Horner syndrome, oculomotor (III) nerve palsy, Adie’s tonic pupil

Often associated with ptosis, diplopia, headache, or other deficits

Ophthalmic disease

Acute angle-closure glaucoma, iritis, traumatic mydriasis, synechiae

Pain, redness, blurred vision, irregular pupil

Pharmacologic

Atropine, scopolamine, pilocarpine, organophosphates

History of topical or systemic drug exposure

Structural lesions

Orbital tumor, aneurysm, carotid dissection

Often acute; may present with headache or visual field changes

Clinical Examination

  1. Inspect pupils in both bright and dim light, noting size and symmetry.

  2. Assess reactivity to light (direct and consensual).

  3. Evaluate near response (accommodation).

  4. Examine for associated signs: ptosis, extraocular movement deficits, facial sweating.

  5. Take a history of trauma, drug use, or headache.


Diagnostic approach

  • Physiologic anisocoria: Small, stable difference; pupils respond normally to light and accommodation.

  • Pathologic anisocoria:

    • Greater in bright light → abnormal pupil is larger (parasympathetic lesion).

    • Greater in dim light → abnormal pupil is smaller (sympathetic lesion).

Urgent neuroimaging is indicated if anisocoria is accompanied by headache, oculomotor palsy, or altered mental status.

Clinical significance

  • May be the first sign of serious neurologic disease, such as:

    • Intracranial aneurysm compressing CN III

    • Carotid artery dissection causing Horner syndrome

    • Uncal herniation in raised intracranial pressure

  • Benign cases require reassurance, but pathologic anisocoria warrants prompt investigation.


Patient counseling

  • Explain that mild, stable differences may be normal.

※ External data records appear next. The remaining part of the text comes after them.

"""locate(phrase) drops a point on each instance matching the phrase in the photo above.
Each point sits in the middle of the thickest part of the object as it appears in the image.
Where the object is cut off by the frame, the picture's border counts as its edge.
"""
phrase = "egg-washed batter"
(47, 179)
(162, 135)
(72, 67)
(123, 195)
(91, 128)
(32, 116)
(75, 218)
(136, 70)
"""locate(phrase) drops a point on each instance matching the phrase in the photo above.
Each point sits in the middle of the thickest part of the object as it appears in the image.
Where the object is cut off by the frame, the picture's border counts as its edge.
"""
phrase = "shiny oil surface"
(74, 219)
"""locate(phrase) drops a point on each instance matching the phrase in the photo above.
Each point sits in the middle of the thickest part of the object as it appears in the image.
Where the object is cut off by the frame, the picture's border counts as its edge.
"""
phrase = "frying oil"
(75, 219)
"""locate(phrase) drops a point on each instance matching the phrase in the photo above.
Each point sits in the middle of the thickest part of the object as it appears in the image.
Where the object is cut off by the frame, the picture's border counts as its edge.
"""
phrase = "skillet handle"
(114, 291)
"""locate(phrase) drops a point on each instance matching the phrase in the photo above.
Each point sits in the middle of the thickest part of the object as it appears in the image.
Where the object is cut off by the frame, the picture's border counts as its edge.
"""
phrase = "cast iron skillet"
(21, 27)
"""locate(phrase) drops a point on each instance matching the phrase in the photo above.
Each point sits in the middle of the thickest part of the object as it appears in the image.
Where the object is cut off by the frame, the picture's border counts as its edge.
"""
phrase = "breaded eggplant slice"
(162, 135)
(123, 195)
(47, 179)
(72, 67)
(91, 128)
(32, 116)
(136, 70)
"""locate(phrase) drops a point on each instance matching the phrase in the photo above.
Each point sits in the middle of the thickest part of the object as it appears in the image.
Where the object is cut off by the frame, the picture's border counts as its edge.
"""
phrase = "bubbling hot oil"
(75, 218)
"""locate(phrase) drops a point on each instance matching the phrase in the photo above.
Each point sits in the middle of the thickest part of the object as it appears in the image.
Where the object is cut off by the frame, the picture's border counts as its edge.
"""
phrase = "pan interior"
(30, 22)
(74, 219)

  • Advise immediate evaluation if anisocoria develops suddenly, is associated with pain, diplopia, or vision loss.


Key points

  • Not all anisocoria is pathologic—2% of healthy people have stable pupillary inequality.

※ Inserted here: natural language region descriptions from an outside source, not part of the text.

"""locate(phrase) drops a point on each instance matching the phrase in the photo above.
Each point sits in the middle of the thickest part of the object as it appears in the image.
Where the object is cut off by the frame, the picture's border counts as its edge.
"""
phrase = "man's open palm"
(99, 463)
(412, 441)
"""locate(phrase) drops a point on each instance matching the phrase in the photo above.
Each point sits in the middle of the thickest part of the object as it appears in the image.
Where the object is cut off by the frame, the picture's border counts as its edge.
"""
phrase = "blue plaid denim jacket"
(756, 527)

  • Context, light response, and associated signs determine its clinical importance.

  • Early recognition of dangerous causes (e.g., aneurysm, herniation) can be life-saving.


References
  • Miller NR, Newman NJ, Biousse V, Kerrison JB. Walsh & Hoyt’s Clinical Neuro-Ophthalmology. 6th ed. Lippincott Williams & Wilkins; 2005.

  • Kline LB, Bajandas FJ. Neuro-Ophthalmology Review Manual. 7th ed. Slack Inc; 2013.

  • Biousse V, Newman NJ. Neuro-Ophthalmology Illustrated. 2nd ed. Thieme; 2015.